#include <stdio.h>
int value(int *a);
int main(){
int num = 4;
value(&num);
printf("value of number is = %d", num);
return 0;
}
int value(int *a){
int c = (*a)*10;
return c;
}
In this code, I transfer the address in function but it does not change, Why?
>Solution :
You have 2 ways of having a function change data outside it, you can pass a variable by reference and update it or you can return a value and use that. You are mixing half of each method (I reordered the code to make my commentary clearer)
#include <stdio.h>
int value(int *a);
// here you are passing by reference, good
int value(int *a){
int c = (*a)*10; // but you dont change a
return c; // instead you return a new value
}
int main(){
int num = 4;
value(&num); // but here you ignore the new value.

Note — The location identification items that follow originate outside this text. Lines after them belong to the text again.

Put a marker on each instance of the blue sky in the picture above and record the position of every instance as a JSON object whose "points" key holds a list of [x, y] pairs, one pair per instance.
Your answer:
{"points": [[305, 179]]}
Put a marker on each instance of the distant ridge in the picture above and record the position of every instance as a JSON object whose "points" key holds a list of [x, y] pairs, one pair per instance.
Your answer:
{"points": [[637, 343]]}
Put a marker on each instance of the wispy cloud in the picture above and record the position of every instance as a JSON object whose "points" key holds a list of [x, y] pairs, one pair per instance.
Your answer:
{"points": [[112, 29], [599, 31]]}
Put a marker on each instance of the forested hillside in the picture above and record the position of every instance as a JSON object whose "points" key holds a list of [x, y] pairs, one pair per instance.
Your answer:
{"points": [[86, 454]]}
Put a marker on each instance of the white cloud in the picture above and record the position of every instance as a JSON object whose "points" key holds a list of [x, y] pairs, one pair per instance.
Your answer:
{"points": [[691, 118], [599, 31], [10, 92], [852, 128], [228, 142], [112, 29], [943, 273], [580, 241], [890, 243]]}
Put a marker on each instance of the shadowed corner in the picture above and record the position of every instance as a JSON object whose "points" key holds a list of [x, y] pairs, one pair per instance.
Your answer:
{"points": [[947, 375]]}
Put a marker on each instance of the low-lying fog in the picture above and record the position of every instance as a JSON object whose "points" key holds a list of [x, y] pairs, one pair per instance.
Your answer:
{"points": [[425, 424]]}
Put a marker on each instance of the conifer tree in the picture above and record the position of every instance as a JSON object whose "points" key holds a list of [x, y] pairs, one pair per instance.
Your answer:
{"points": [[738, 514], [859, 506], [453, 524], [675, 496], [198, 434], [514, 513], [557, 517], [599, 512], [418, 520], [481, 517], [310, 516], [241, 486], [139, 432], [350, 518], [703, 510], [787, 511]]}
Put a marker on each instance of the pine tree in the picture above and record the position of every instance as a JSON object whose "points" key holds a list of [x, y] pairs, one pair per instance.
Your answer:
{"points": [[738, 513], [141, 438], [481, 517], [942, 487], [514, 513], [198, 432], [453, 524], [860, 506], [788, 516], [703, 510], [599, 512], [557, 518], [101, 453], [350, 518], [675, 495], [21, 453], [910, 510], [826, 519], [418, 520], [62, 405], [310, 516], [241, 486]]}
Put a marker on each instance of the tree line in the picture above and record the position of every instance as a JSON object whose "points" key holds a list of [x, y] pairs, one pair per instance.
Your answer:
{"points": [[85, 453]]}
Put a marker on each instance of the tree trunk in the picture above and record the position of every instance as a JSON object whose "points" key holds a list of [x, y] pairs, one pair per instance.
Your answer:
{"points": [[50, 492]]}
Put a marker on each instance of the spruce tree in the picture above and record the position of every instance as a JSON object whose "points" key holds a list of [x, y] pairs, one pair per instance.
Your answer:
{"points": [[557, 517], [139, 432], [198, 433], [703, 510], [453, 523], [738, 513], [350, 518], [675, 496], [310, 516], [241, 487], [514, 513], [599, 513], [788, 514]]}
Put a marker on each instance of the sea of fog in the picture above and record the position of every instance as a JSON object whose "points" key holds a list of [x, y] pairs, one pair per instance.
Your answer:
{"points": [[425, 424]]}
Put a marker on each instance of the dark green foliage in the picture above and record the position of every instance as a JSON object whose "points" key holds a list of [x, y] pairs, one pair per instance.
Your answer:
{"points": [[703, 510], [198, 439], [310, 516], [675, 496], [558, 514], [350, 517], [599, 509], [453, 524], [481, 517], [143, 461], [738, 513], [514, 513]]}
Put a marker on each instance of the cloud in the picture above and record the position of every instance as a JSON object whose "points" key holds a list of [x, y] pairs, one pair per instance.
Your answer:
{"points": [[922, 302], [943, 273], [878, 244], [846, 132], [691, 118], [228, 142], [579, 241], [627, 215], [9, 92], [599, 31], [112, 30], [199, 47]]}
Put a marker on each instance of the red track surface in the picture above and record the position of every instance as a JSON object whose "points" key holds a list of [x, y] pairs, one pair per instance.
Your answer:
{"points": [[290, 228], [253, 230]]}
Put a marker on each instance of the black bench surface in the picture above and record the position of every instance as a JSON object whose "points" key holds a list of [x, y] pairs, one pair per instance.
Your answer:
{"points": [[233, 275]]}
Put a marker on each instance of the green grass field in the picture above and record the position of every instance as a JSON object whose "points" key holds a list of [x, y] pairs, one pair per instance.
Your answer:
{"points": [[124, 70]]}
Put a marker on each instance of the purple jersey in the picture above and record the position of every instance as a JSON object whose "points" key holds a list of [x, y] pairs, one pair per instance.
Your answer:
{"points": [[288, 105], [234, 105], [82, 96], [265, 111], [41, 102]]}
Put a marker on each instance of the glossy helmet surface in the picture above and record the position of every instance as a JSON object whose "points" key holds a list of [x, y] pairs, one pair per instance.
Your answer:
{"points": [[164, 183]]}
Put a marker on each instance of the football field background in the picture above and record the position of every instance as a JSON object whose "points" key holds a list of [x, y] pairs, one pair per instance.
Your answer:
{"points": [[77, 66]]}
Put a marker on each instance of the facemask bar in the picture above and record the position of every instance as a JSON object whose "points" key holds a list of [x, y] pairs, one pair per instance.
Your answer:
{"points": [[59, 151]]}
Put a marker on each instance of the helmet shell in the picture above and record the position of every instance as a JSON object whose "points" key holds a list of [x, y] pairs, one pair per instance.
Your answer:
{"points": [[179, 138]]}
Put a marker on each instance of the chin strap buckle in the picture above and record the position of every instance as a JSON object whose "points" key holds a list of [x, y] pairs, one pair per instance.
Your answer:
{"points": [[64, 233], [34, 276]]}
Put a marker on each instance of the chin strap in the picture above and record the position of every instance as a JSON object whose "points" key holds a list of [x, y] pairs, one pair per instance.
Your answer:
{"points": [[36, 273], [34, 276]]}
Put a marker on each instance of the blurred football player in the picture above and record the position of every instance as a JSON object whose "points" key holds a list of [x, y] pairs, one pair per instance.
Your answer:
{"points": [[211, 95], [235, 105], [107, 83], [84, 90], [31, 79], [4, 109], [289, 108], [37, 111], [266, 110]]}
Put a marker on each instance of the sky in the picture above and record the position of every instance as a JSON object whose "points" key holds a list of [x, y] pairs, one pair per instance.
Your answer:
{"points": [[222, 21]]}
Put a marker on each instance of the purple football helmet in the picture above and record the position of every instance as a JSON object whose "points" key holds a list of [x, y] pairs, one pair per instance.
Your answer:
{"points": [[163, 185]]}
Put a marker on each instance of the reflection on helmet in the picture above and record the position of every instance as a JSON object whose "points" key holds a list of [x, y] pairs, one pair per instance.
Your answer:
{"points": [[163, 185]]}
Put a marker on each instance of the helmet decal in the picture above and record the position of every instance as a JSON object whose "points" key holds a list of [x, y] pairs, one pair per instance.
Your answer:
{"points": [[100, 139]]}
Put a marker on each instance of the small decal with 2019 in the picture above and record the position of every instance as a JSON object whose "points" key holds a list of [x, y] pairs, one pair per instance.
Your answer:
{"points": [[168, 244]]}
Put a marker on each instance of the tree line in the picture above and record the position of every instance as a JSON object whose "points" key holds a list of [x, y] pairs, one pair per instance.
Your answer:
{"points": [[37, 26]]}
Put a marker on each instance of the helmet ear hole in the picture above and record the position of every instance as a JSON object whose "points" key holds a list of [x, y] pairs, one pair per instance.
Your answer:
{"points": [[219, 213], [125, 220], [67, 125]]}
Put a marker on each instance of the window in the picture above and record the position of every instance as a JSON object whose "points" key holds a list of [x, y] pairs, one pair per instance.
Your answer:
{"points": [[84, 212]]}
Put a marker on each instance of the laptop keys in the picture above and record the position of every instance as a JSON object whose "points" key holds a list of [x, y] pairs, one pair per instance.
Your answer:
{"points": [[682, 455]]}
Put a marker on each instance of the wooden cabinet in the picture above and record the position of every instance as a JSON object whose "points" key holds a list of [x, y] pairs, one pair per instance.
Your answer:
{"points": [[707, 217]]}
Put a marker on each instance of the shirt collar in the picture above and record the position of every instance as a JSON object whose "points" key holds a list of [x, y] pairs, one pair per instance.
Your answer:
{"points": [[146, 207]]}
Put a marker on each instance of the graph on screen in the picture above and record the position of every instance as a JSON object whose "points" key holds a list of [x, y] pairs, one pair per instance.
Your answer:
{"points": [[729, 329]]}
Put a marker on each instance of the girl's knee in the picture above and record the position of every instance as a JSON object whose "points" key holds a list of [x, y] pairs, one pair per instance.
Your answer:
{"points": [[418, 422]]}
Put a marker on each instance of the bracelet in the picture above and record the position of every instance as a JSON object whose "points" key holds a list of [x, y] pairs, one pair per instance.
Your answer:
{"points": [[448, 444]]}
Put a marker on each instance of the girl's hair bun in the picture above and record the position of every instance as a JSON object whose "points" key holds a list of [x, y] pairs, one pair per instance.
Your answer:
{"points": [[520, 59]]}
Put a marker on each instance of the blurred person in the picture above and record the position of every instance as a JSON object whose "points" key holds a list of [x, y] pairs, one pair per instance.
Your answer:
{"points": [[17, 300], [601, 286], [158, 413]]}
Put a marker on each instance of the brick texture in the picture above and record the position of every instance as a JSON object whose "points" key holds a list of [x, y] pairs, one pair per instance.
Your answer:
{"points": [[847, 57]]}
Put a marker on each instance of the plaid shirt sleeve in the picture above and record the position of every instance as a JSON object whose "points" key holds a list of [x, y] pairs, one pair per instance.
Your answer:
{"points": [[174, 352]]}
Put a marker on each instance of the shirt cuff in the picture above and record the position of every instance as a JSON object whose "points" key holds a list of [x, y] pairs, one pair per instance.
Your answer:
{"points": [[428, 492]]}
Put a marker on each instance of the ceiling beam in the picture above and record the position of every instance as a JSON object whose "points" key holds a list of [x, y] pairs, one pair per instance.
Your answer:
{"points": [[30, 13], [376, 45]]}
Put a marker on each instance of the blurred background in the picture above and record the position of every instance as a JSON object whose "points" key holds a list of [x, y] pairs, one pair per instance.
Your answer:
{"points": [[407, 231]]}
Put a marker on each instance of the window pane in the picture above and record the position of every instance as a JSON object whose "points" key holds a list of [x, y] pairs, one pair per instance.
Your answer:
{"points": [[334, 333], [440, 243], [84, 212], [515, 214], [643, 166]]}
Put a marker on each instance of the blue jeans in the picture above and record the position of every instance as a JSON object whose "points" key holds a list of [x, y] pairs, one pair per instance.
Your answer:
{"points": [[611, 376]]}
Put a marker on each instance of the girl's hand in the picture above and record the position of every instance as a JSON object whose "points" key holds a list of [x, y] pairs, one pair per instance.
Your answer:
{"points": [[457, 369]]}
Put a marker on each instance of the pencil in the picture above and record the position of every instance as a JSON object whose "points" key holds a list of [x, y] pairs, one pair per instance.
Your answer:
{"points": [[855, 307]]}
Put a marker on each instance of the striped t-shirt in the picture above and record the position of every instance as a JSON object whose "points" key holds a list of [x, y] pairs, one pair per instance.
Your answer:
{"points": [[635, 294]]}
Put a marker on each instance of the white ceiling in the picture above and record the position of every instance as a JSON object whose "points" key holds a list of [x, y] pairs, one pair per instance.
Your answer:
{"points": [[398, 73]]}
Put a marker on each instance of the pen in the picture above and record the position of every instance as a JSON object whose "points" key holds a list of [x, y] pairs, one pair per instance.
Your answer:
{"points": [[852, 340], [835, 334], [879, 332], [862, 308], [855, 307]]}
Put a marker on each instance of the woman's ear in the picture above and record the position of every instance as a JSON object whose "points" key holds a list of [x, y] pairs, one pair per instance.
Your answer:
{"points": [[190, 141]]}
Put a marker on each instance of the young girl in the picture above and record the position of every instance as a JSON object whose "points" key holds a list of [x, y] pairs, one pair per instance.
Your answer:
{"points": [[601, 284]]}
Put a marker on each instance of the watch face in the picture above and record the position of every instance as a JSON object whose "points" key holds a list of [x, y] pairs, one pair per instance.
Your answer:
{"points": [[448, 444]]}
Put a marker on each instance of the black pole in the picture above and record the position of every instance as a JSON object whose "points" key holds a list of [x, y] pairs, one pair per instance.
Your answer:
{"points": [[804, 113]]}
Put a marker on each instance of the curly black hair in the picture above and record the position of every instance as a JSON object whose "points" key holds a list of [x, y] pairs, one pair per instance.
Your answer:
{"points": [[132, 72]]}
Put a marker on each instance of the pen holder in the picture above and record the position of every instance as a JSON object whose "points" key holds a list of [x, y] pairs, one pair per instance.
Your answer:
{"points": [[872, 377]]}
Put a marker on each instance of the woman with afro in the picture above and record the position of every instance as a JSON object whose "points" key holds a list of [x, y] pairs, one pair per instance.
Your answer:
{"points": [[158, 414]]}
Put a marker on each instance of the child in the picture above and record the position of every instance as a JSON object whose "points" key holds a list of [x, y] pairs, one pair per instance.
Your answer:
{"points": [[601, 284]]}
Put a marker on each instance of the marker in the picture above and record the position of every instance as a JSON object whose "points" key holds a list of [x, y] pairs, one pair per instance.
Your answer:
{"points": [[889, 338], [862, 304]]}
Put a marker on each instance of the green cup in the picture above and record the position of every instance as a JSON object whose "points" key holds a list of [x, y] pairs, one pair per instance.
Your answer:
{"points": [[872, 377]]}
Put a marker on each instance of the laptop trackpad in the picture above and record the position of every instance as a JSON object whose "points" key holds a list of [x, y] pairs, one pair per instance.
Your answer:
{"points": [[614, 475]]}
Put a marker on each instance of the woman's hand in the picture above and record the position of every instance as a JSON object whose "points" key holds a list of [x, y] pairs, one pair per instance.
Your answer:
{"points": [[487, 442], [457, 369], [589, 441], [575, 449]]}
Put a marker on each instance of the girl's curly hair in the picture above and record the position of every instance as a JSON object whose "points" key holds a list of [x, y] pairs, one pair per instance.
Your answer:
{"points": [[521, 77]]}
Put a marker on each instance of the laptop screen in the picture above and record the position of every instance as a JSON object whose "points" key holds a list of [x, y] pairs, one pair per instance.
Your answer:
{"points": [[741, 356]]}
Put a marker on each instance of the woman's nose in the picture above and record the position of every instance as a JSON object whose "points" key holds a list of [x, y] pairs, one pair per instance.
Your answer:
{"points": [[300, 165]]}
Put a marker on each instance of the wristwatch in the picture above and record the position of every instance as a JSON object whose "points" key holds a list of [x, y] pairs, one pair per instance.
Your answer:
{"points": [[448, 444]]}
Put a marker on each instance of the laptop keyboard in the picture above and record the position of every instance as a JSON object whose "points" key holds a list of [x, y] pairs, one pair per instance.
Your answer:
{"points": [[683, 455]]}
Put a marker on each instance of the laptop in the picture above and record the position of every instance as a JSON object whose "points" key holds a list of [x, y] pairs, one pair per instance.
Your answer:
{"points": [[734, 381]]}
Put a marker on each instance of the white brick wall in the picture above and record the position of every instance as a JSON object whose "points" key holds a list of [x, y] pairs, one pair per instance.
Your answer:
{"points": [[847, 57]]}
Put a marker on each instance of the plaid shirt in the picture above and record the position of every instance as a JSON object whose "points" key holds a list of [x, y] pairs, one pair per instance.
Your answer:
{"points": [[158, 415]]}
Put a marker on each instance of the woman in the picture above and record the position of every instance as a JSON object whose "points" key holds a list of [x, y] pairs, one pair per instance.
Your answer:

printf("value of number is = %d", num);
return 0;
}
to make reference way work you need
#include <stdio.h>
void value(int *a);
int main(){
int num = 4;
value(&num);
printf("value of number is = %d", num);
return 0;
}
void value(int *a){
*a = (*a)*10; // chnage the value that a points at
// no need to retunr anything
}
or to make the return way work
#include <stdio.h>
// no need to pass by reference
int value(int a);
int main(){
int num = 4;
num = value(num); // use value return by function
printf("value of number is = %d", num);
return 0;
}
int value(int a){
int c = a * 10;
return c;
}